Together with co-writers Barry Cryer and Ray Cameron, Everett reinvented himself as the leather-clad greaser Sid Snot, the outrageously conceited womanising Frenchman Marcel Wave, the punk Gizzard Puke, the huge-handed gospel minister Brother Lee Love, Angry of Mayfair (seemingly a respectably dressed city gent who faced the camera to complain about all of societies ills until he turned to walk away -only to reveal that he was wearing knickers, stockings and suspenders), and the wonderfully named Cupid Stunt, a Dolly Parton caricature of similarly mountainous décolletage. Each show also featured Everett's buxom assistant Cleo Rocas (as Miss Whiplash) and the scantily dressed dance band Hot Gossip, who would girate their 'naughty bits' to a newly released pop song. Guest musical acts were also encouraged to join in the odd sketch or two. And sometimes groups unwittingly took part in his sketches, as in one of Everett's most celebrated video gags, in which he dressed up in a white suit, donned long-haired wigs, false teeth and an impossibly false suntan to play all three Bee Gees brothers. Interviewed by Everett, these 'Bee Gees' answered all his questions musically, with lines from their songs: Everett: "How do you sell so many records?" Bee Gees: "Cos were living in a world of fools..."
One character from his Capitol Radio show was transferred to television courtesy of the animators of Cosgrove Hall Productions.

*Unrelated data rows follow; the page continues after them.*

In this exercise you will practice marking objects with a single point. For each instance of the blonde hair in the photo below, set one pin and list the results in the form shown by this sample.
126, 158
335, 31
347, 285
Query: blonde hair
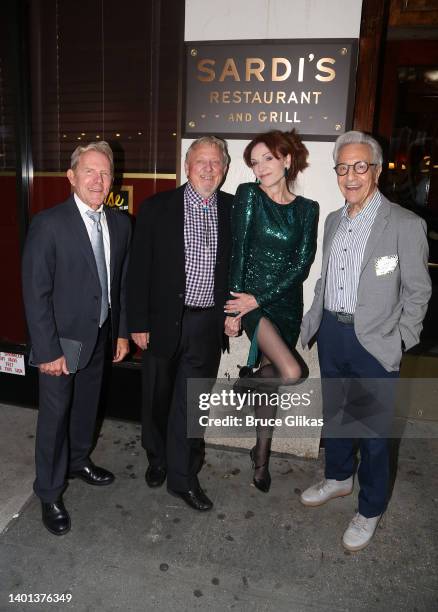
210, 140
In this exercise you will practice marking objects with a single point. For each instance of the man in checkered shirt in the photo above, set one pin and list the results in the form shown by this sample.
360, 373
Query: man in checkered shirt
177, 287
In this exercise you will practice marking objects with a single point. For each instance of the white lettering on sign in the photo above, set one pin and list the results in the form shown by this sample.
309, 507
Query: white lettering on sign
12, 363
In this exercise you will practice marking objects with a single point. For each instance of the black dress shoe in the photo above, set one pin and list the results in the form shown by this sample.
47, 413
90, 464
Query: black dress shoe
196, 499
55, 517
264, 483
155, 476
93, 474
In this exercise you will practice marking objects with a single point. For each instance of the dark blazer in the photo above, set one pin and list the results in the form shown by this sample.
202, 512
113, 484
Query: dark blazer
61, 287
156, 277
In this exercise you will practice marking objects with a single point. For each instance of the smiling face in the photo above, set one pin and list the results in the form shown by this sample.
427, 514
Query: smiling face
357, 188
205, 169
266, 167
91, 179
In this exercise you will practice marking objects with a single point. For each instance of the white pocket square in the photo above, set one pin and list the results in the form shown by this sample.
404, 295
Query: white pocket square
385, 264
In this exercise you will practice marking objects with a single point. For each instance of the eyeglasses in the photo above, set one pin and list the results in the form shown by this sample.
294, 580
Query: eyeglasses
358, 167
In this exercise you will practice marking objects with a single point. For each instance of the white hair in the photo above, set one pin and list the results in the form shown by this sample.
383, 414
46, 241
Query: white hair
354, 137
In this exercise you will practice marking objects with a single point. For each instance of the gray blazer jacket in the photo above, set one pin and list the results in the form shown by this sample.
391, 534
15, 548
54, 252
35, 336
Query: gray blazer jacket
391, 303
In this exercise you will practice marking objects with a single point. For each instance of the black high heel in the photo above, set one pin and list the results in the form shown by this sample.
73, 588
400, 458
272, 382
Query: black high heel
262, 484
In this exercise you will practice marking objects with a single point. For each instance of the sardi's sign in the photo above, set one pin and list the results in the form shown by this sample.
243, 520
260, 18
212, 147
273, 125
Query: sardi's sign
239, 88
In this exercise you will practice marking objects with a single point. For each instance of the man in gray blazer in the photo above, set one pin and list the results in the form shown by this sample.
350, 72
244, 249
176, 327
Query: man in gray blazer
368, 307
74, 269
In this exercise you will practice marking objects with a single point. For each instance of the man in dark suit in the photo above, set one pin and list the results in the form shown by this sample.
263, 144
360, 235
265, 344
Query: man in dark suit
177, 287
74, 269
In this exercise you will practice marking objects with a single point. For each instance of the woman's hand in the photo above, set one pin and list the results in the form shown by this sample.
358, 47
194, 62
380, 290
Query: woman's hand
232, 326
241, 304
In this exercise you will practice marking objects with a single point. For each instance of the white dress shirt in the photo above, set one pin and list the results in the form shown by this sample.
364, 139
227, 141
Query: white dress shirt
89, 223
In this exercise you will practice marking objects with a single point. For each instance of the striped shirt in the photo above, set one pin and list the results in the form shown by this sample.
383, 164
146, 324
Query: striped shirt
346, 257
200, 244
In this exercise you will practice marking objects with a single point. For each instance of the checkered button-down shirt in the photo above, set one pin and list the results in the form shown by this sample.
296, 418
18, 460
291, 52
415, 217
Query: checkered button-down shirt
346, 255
200, 244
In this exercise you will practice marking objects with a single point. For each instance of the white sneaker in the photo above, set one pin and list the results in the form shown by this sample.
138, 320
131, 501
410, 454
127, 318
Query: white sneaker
359, 532
327, 489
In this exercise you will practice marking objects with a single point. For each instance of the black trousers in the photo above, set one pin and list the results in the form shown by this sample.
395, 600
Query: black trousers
66, 422
164, 414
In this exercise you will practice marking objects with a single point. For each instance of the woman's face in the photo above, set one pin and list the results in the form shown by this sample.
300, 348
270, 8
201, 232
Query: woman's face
267, 168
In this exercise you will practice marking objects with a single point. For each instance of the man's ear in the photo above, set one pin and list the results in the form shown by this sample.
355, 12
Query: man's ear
71, 177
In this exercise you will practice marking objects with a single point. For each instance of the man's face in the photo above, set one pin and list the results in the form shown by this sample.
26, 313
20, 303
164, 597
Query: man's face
91, 179
357, 188
205, 169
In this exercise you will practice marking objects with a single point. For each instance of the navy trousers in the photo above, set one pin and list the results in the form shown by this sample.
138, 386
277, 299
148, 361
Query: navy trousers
342, 357
66, 422
165, 399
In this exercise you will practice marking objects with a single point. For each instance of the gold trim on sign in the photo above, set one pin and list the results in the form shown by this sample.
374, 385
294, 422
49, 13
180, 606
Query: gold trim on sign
150, 175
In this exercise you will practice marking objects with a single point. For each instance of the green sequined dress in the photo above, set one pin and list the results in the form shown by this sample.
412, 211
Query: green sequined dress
273, 248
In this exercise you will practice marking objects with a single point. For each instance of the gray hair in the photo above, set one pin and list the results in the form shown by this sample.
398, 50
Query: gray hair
210, 140
354, 137
101, 147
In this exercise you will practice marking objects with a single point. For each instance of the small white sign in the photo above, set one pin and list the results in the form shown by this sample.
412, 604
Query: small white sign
12, 363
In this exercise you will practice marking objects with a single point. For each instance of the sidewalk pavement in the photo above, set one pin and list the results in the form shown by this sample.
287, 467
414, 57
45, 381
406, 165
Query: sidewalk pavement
132, 548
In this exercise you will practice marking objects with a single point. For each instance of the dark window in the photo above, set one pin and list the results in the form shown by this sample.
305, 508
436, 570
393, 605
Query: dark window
106, 70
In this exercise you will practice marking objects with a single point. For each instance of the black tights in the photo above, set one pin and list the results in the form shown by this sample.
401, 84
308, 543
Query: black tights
277, 362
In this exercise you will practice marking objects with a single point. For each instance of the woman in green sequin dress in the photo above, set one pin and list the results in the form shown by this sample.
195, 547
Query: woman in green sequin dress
274, 244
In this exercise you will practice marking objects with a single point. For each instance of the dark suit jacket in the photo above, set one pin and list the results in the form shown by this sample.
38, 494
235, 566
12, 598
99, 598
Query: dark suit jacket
61, 287
156, 277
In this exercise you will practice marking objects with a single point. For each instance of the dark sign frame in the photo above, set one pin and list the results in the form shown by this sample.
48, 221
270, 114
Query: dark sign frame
191, 89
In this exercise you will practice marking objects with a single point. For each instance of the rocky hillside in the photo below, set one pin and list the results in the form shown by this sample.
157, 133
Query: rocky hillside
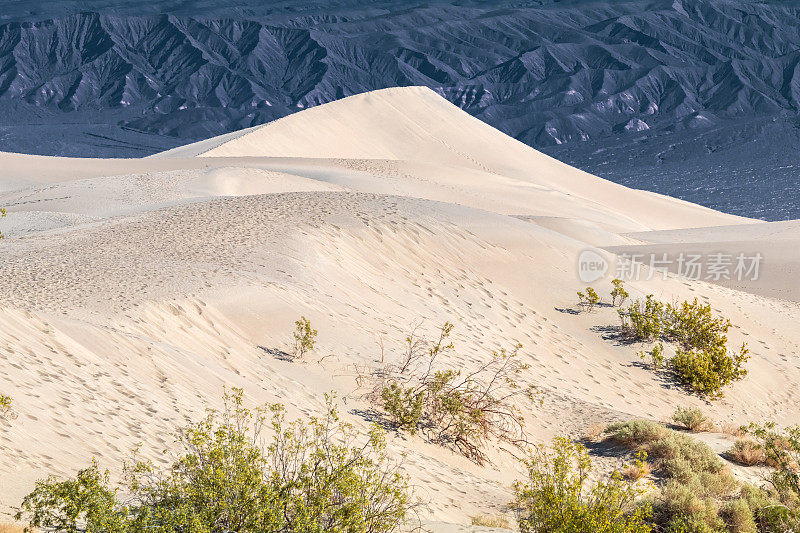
569, 77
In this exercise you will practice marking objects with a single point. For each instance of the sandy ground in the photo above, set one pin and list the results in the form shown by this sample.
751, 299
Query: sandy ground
132, 291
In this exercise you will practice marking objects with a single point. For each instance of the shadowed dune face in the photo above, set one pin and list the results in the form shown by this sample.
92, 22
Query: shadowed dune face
132, 291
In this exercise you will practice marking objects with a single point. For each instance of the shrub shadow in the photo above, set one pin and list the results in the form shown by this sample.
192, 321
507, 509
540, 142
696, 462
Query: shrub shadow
278, 354
615, 334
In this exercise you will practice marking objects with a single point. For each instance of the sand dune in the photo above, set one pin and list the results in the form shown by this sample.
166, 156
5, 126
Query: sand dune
133, 290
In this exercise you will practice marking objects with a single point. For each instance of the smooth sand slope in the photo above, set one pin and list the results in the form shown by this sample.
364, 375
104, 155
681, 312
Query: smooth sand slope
133, 291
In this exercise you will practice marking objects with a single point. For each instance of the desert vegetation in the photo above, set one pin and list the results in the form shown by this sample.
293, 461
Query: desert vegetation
6, 407
618, 292
305, 337
485, 520
454, 407
696, 491
557, 495
588, 300
316, 475
702, 362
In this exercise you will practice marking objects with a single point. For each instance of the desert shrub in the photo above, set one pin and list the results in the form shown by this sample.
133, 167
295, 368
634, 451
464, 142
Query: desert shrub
618, 292
696, 491
746, 452
782, 452
692, 419
6, 407
404, 405
305, 337
315, 476
589, 300
702, 363
707, 371
490, 521
643, 320
458, 408
657, 359
693, 326
556, 496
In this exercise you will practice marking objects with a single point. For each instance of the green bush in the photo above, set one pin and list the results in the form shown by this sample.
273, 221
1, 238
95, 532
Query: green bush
708, 371
557, 496
618, 292
6, 406
404, 405
457, 408
643, 320
691, 419
315, 477
305, 337
589, 300
702, 363
697, 492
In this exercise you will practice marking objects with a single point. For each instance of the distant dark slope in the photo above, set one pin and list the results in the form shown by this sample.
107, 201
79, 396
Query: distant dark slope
569, 77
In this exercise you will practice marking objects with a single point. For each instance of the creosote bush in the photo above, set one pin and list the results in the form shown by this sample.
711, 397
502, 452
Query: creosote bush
456, 407
618, 292
557, 495
692, 419
696, 491
6, 407
305, 337
589, 300
702, 362
315, 476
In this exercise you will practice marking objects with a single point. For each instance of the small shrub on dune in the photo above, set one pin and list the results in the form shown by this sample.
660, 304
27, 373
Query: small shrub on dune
708, 371
697, 492
636, 433
643, 321
618, 292
6, 407
455, 407
305, 337
315, 476
485, 520
702, 362
639, 469
692, 419
556, 495
588, 300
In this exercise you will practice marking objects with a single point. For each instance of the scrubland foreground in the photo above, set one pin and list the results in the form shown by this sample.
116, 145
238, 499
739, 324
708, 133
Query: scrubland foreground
135, 291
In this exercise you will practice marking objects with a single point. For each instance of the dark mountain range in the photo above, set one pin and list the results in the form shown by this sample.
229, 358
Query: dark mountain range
694, 98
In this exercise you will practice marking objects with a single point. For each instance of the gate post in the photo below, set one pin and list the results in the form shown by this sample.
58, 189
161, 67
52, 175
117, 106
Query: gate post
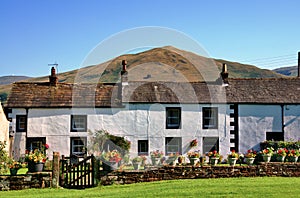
55, 170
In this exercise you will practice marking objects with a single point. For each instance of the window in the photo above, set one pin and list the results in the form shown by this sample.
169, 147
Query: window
210, 144
275, 136
78, 146
78, 123
173, 117
21, 122
210, 117
142, 147
173, 145
35, 143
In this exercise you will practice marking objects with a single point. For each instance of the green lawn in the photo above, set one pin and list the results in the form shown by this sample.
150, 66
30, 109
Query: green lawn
224, 187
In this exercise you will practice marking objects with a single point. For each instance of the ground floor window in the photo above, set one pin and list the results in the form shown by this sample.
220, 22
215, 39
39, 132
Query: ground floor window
35, 143
275, 136
21, 123
210, 144
173, 145
78, 146
143, 147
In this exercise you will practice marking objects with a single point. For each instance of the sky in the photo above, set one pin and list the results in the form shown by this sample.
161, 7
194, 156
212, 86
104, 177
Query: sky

Captain Kremmen followed the same five-minute radio format in which the eponymous space captain, his busty cadet Carla, and the brilliant scientist Gitfinger (all voiced by Everett) fight to protect the Universe from the Krells (a type of evil alien blancmange). This was one cartoon that was definitely not for the kids. Carla: "Captain, can I use your dictaphone?" Kremmen: "No Carla, use your finger like everyone else!" The Kremmen episodes proved popular enough for Cosgrove Hall to produce Kremmen - The Movie, a half hour b-movie for cinema distribution in 1980.
Viewers at the time could opt to either love it or loathe it, but never remain indifferent to it. It raised the moralistic hackles of the clean-up TV brigade but won a BAFTA for Best Light Entertainment Series in 1979. Gaudy, anarchic, irreverent, or just plain hilarious, the Kenny Everett Video Show reflected the very core personality of the man himself. It was all at once ahead of its time and yet very much a part of its time. It was paradoxical and it was constantly inventive...it was also very, very...VERY funny, which at the end of the day, was exactly what Kenny himself wanted it to be, and it was all done "in the best possible taste!"